I couldn't find a conclusive answer to this question online. Here is my reasoning.
Let $M$ be an almost complex manifold. Then, from what I understand, we can define almost complex structure $J$ on $M$. Moreover, $M$ being second countable implies that it is paracompact. Hence we can define a Riemannian metric $h$ on $M$. Then we define $g(X,Y) = h(X,Y) + h(JX,JY)$ so that $g(X,Y) = g(JX,JY)$.
Now that we have $J$ and $g$, we can define $\omega(X,Y) := g(X,JY)$ so that $\omega$ is skew symmetric and non-degenerate (since $g$ is non-degenerate because it is a Riemannian metric). Thus $\omega$ is a symplectic form.

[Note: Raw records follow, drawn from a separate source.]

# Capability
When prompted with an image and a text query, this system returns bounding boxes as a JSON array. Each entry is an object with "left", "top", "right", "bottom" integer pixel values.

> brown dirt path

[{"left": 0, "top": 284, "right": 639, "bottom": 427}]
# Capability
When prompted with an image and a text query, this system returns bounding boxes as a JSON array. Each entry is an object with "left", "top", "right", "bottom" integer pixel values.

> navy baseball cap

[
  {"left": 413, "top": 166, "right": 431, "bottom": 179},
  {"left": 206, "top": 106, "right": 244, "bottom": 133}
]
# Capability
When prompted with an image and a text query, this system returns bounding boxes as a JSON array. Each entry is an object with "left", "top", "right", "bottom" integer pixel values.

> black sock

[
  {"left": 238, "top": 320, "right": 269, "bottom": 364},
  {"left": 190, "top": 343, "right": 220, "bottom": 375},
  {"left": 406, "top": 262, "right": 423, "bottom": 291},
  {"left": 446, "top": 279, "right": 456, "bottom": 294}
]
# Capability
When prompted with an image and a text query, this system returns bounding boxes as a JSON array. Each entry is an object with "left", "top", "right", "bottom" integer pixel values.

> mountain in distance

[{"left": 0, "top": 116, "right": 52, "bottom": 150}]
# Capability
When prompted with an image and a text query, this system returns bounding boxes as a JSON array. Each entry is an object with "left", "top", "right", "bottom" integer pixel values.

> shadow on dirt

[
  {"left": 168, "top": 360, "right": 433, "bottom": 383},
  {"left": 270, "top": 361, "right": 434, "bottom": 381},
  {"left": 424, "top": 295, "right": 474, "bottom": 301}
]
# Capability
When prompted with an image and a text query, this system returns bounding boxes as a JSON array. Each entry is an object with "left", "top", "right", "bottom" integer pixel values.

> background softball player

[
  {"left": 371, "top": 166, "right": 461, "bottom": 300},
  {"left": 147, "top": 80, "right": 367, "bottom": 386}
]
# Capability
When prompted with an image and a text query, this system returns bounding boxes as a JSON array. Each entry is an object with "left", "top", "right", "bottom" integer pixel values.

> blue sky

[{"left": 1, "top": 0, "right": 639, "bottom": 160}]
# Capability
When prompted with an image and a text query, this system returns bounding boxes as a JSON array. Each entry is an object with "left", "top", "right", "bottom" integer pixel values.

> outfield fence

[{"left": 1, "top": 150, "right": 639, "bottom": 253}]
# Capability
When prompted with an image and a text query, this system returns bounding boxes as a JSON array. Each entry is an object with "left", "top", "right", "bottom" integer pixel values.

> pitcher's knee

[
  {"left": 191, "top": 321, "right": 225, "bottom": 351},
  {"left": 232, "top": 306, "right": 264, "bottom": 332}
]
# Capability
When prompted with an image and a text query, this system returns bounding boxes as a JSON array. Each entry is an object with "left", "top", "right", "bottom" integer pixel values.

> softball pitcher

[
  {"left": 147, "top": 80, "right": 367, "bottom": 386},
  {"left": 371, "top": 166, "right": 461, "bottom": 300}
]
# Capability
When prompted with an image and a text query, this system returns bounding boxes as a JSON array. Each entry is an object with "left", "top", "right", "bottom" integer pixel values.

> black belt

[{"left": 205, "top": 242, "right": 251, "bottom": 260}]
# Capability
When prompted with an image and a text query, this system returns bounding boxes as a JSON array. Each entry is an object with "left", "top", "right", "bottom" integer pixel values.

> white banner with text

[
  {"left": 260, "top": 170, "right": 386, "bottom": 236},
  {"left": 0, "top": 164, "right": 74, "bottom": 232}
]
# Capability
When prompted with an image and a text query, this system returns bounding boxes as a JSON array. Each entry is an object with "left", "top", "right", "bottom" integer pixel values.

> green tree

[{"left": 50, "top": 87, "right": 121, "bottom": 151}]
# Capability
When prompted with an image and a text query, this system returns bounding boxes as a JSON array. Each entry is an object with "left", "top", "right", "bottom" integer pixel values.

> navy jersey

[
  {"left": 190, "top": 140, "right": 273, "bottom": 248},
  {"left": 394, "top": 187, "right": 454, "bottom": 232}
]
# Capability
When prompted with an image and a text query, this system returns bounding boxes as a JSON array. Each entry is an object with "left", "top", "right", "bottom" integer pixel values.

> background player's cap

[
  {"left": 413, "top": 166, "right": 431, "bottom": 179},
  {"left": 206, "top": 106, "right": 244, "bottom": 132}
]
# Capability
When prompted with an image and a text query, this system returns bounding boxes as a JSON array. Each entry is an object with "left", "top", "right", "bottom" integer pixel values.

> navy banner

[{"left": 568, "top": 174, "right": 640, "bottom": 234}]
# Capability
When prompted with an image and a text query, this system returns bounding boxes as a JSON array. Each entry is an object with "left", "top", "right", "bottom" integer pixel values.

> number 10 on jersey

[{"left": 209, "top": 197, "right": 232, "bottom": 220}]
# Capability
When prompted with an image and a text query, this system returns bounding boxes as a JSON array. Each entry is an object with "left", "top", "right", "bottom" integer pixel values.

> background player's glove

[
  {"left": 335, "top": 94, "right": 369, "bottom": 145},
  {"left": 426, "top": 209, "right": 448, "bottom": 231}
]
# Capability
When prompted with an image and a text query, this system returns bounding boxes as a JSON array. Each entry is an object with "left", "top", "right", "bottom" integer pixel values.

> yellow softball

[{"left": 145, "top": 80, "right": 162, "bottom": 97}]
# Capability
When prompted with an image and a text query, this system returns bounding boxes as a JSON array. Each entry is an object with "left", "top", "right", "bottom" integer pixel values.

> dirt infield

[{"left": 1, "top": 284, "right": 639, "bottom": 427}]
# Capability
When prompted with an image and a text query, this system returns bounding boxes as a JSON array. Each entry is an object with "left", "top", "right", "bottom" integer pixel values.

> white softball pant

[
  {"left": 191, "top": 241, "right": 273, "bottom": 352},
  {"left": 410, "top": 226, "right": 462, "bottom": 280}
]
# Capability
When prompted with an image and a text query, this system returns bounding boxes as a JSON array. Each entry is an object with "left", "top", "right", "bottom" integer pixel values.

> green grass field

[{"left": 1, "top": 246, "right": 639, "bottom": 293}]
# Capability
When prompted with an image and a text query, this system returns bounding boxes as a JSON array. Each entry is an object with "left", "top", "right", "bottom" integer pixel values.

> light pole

Then $(M,g,\omega,J)$ is an almost Kähler manifold (almost because we don't have that $J$ is integrable).
I'd like to know if all this works or if there is something I am not understanding.
Thanks a lot!
It is not the case that $\omega$ is a symplectic form, that requires the additional condition $d\omega = 0$. Instead, $\omega$ is called an almost symplectic form.
We say that $(M, g, J, \omega)$ is almost-Kähler if $d\omega = 0$. In particular, we do not require $J$ to be integrable.
An almost-Kähler manifold is a symplectic manifold with a choice of compatible almost complex structure. With this in mind, we see that not every complex manifold admits an almost-Kähler structure. For example, Hopf manifolds are not symplectic so they cannot be almost-Kähler.